Bloomsbury Set artists Vanessa Bell and Duncan Grant, along with Grant’s lover David Garnett moved from London to Charleston  Farmhouse in 1916. Grant and Garnett choose to do farm work to avoid the draft during World War I. Apart from farming, Bell and Grant made Charleston their own. They paint almost every surface of the farmhouse interior down to the doors, moldings, door frames, and fireplace. Soon, their colorful farmhouse became an attention hangout for artists and an evolving artwork in and of itself. The home even occupies a studio that Bell and Grant shared until 1939 and the studio she made for herself later, in the attic. Bell lived in Charleston until her demise in 1961. You will be amazed to see a set of 50 hand-painted dinner plates depicting famous women from antiquity to the 20th century. This art is commissioned by Kenneth Clark to Bell.

  1. Barbara Hepworth Museum and Sculpture Garden, Cornwall, UK

 If you go to that place you will find many of the abstract bronze sculptures at the Barbara Hepworth Museum and Sculpture Garden.

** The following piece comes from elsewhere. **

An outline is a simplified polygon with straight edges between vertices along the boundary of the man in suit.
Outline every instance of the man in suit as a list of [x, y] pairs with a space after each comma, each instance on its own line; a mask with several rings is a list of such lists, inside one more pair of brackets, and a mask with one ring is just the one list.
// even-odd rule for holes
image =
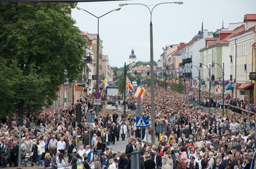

You will be amazed to know that these sculptures still sit there where Hepworth placed them when she was alive and working there between 1949 and 1975. Now, this museum and garden are managed by the Tate, following Hepworth’s wishes that her home be transformed into a museum. Now it holds more than 30 sculptures and is the largest collection of this artist’s work on display. You can see the upper flow was used for lighter materials like plaster. The ground floor is dedicated to supporting hefty marble and stone for carving. Hepworth marked her beloved studio space as “a sort of magic”.

  1. Dimbola Museum & Galleries, Isle of Wight, UK

British photographer Julia Margaret Cameron (1815-1879)got their first box camera from her daughter and son-in-law on the occasion of her 48th birthday. Cameron lived at Dimbola, on the Isle of Wight. She chose an old” fowl House” that she transformed into her studio. She created evocative portraits of illustrious friends such as Charles Darwin and Alfred Lord Tennyson. You will be surprised to know she appoints acquaintances and servants as models for symbolic images based on literary and religious works. She also faced the threat of demolition in 1993 by a volunteer group that gathered to purchase Dimbola. She turned it into a museum and formed collections. Dimbola Museum and Galleries hosts a rec-created version of the photographer’s bedroom, a collection of her photographs, and temporary photography exhibitions.